The "inspiration" didn't escape other athletes who competed in the surf event. One was overheard telling Rabelo, "That's crazy man. You're an inspiration. I can't imagine getting in that wave blind. I'm having trouble in it and I can see."

Kai Lenny, a Red Bull-sponsored surfer from Hawaii, met Rabelo on the north shore of Oahu, but this was the first time he'd competed against the Brazilian.

"I think it's just incredible that he has the courage to do it," Lenny said. "A lot of people are really scared in the dark, and he's in the dark all the time. So for him to be here, that's so rad."

This was Lenny's first time at the Payette River Games as well, and he found this style of inland surfing to be shockingly different from the sport he knows in Hawaii.

"The only similarity is that you're on a surfboard," Lenny said, explaining that in the ocean, the water comes toward surfers, pushing them in. In the river, it's reversed. The water pushes the surfers back.

Lenny spent a few days before the games practicing at the Boise River Park, trying to pick up tips from the locals.

"It's definitely cool to be a beginner again, you know?" Lenny said.
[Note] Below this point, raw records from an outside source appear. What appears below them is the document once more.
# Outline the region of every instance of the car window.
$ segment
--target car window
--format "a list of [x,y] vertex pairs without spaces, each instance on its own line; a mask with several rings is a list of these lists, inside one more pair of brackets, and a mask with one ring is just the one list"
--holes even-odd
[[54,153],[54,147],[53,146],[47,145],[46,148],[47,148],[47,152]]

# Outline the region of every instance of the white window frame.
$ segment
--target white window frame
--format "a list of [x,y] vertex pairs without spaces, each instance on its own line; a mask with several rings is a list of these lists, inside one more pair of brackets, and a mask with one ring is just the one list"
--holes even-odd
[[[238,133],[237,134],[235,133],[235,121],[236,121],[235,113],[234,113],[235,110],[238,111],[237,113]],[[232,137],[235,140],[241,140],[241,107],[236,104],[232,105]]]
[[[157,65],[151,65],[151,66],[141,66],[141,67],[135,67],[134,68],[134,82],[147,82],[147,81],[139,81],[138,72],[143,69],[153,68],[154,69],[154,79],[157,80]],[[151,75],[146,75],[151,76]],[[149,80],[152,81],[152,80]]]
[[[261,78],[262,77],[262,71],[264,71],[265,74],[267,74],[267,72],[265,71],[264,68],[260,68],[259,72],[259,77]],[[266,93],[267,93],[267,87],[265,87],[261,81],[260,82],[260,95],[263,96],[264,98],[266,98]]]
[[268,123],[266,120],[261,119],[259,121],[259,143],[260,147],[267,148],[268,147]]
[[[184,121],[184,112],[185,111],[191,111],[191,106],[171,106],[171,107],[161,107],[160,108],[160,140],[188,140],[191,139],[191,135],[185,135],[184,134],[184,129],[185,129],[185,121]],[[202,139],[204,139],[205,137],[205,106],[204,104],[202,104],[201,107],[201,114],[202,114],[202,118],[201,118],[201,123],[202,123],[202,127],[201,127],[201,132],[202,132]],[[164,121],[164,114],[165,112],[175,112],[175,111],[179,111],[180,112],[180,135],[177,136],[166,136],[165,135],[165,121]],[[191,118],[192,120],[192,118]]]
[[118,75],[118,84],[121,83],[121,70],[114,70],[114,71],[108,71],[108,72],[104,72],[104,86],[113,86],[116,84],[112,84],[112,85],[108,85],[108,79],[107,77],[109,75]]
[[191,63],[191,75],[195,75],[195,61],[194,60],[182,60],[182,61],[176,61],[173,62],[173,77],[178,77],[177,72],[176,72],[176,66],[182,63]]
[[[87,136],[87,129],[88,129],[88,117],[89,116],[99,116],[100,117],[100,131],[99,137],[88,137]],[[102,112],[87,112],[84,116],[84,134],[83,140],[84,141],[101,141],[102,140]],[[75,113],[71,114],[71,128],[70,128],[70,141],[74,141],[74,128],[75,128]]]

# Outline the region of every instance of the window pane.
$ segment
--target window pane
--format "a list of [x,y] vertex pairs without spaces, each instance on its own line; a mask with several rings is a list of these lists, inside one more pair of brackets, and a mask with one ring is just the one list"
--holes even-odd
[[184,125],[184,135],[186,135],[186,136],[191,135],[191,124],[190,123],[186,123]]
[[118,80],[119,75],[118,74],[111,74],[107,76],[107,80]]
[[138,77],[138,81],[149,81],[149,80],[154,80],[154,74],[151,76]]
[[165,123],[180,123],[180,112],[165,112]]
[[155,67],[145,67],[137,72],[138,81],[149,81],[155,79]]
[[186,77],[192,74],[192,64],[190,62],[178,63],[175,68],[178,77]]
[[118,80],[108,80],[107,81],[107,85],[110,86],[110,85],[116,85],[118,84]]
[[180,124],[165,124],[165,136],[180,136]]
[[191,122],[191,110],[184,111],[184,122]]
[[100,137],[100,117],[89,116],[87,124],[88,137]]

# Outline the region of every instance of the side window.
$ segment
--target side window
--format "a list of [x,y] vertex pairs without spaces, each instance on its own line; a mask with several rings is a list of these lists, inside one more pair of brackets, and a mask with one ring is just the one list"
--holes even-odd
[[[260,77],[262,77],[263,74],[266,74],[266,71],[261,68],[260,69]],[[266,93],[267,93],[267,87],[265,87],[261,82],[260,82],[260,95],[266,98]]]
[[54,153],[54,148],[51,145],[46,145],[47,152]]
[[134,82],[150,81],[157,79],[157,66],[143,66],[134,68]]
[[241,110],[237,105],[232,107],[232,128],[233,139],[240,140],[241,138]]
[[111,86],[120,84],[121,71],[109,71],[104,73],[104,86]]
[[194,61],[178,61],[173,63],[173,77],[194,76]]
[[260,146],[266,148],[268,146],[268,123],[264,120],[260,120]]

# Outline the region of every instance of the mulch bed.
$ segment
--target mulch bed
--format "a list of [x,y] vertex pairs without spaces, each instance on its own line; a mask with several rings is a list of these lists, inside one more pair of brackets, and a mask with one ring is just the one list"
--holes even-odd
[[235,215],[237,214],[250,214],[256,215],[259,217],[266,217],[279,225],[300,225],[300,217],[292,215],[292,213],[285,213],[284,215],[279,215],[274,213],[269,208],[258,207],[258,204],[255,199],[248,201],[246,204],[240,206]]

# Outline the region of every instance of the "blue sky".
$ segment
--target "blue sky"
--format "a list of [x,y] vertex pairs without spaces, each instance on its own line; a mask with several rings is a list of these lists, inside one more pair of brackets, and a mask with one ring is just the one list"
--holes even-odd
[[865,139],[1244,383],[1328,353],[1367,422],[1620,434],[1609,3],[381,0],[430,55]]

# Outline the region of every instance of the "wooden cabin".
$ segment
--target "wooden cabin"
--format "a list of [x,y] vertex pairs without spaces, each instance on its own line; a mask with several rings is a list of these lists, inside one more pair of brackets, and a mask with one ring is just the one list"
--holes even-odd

Rabelo struggled like Lenny with the new dynamics of river surfing. During his practice runs, his coach would follow on a boogie board as they tried to cross the swarming froth of the wave to the surf spot. Rabelo would quickly hit the wave wrong and his board would fly into the air without him, leaving him flushed downstream. He tried over and over again, only standing up twice.

In the main competition June 22, he managed to stand up and ride the wave, but only for seven seconds--a fraction of the time of the other surfers. Despite that, Rabelo was named the most inspirational athlete and best ride in the men's surf open; however, he didn't place in the main event. Neither did Lenny, but the Pickards asked him to stay at Kelly's Whitewater Park for the next week, teaching Kelly's Academy students how to river surf.

Rabelo wanted to talk about his tandem-kayak ride down the whitewater park more than what it's like to be a blind surfer. Even though the boat flipped and Rabelo had to swim out of it, he said he wasn't scared. Another kayaker quickly swooped in and Rabelo hung onto the back of the boat while he was towed to shore.

Spills and rolls aside, Rabelo was inspired to push himself further.

"This is a small river with small rapids," Rabelo said. "I'm already ready to go bigger and do bigger rapids. I want to drop a big waterfall with [Galizio]."